La primera sentencia de no dar lo santo a los perros, ni echar las perlas a los cerdos, me hace pensar en otras dos de nuestro refranero español: una es, para aprender lo principal es querer y la otra, comer sin apetito, hace daño y es delito. Y es que las personas, por distintos motivos, no siempre estamos permeables para recibir la lluvia de la Palabra de Dios y no siempre tenemos “hambre” de esta Palabra.
A veces creemos que la predicación es cuestión de un buen método y una buena preparación; y seguramente esto ayuda, pero quizás lo que es importante es estar presente al otro y esperar su momento. Aquel en que, a veces a partir de una situación vivida, a la persona, a nosotros mismos, se le regala una nueva conciencia de sí, una oportunidad de tocar fondo, un cuestionamiento sobre el sentido de lo que vive , algo que despierta el hambre y la sed interior, el deseo de una vida más plena y más auténtica.
Pienso mucho que el tiempo de Dios no es nuestro tiempo, y que acompañar el crecimiento de las personas implica estar cerca y muy atentos a su vida real, para saber acompañar esos momentos que pueden convertirse en tiempo de salvación.
La segunda sentencia, tratad a los demás como queréis que os traten, aparece, expresada de una manera u otra, a lo largo de toda la historia del pensamiento filosófico y religioso, hasta llegar a ser considerada en la ética como la regla de oro de la vida moral. Por ejemplo, en el libro de Tobías 4, 15 aparece en su forma negativa: No hagas a nadie lo que a ti te desagrada. Jesús dirá que en ello consiste la ley y los profetas, es decir que recoge lo esencial del pensamiento bíblico y que por tanto no es sino otra manera de traducir la llamada a vivir el mandato del Amor.
Es verdad que, en lo superficial, no a todos nos gusta o necesitamos lo mismo que los demás. Pero, en lo profundo, todos deseamos lo mejor en el sentido de lo que es bueno para nuestras vidas. En el fondo tratar a los demás como queremos que nos traten es situarnos con cada persona poniéndonos en su lugar, en su piel, deseando lo mejor para ella, su bien, como lo deseamos para nosotros; y actuando con ella conforme a este deseo. Esto exige salir de nosotros mismos hacia la otra persona, estar atentos y desarrollar actitudes de compasión hacia ella; nos invita constantemente a preguntarnos qué es lo que en el fondo necesita y a ser creativos en la manera de responsabilizarnos de ella. Me gusta mucho la palabra ser responsable, en el sentido en que Saint Exupéry habla en su libro del Principito.
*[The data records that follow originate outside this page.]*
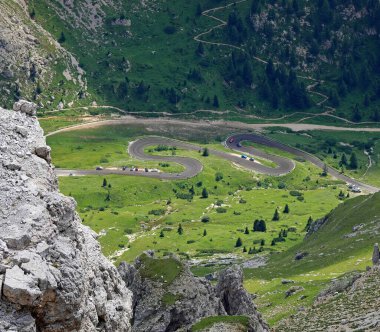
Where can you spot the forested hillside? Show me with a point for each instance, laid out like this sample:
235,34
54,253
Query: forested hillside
262,58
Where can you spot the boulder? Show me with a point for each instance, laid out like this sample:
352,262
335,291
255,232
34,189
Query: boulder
53,274
375,255
26,107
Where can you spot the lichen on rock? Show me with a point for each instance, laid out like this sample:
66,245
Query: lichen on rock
53,276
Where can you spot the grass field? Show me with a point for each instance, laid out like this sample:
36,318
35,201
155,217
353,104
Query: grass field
330,146
133,214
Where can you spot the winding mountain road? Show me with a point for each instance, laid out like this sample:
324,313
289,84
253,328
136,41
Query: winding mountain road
193,166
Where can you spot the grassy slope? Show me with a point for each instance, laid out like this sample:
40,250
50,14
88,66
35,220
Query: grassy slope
318,143
151,52
132,199
330,254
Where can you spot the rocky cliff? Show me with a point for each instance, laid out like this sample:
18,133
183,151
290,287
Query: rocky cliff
53,276
168,297
31,59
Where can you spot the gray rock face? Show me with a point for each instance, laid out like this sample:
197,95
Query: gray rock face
236,300
375,255
53,276
175,306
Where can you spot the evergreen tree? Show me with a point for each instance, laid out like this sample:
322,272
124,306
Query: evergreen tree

En el diálogo entre el Principito y la rosa, se van estableciendo lazos entre ambos y al final el principito dirá: “Soy responsable de mi rosa”. Y es que el amor al que somos convocados como hijos de un mismo Padre nos responsabiliza siempre de los otros, nos convierte en servidores unos de los otros, haciendo de este servicio la prueba de que realmente hemos acogido el Evangelio.
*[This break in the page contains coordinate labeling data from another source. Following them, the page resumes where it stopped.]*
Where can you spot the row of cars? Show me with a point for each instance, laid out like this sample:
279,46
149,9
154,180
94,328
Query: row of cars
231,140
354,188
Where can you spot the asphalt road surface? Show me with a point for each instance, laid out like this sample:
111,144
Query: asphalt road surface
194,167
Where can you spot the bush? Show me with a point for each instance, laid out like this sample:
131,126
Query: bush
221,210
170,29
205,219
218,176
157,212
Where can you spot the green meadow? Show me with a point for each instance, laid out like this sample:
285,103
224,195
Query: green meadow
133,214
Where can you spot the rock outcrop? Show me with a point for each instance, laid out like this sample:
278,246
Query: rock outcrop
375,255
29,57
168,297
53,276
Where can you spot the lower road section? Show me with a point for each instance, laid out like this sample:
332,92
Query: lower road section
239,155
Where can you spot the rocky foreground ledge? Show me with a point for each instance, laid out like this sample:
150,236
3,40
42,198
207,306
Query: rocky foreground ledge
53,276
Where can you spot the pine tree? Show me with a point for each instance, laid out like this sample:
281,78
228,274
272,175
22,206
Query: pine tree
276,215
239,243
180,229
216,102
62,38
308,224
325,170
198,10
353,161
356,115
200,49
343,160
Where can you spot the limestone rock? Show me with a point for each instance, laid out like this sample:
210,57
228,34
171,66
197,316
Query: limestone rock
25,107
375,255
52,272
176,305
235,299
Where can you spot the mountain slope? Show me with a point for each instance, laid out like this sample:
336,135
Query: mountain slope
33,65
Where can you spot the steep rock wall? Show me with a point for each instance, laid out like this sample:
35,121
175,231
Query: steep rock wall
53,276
La tercera sentencia, nos muestra dos caminos ante nosotros: para entrar en ellos hay dos puertas, una ancha y otra estrecha; es esta segunda la que nos abre el camino, que también será estrecho, hacia la vida. Leer esta sentencia en relación con lo reflexionado acerca de las dos primeras sentencias, puede ayudarnos a evitar caer en las exaltaciones poco evangélicas que del sufrimiento a veces hacemos. Necesitamos abrir nuestra vida a la Palabra y a su fuerza transformadora. Sólo anclados en ella y en el Amor del Padre, viviendo desde él, podremos entender, asumir y acoger el precio del amor.
El amor verdadero significa siempre transitar puertas estrechas, y en él adquieren su sentido, pero es también siempre fuente de alegría auténtica y de vida.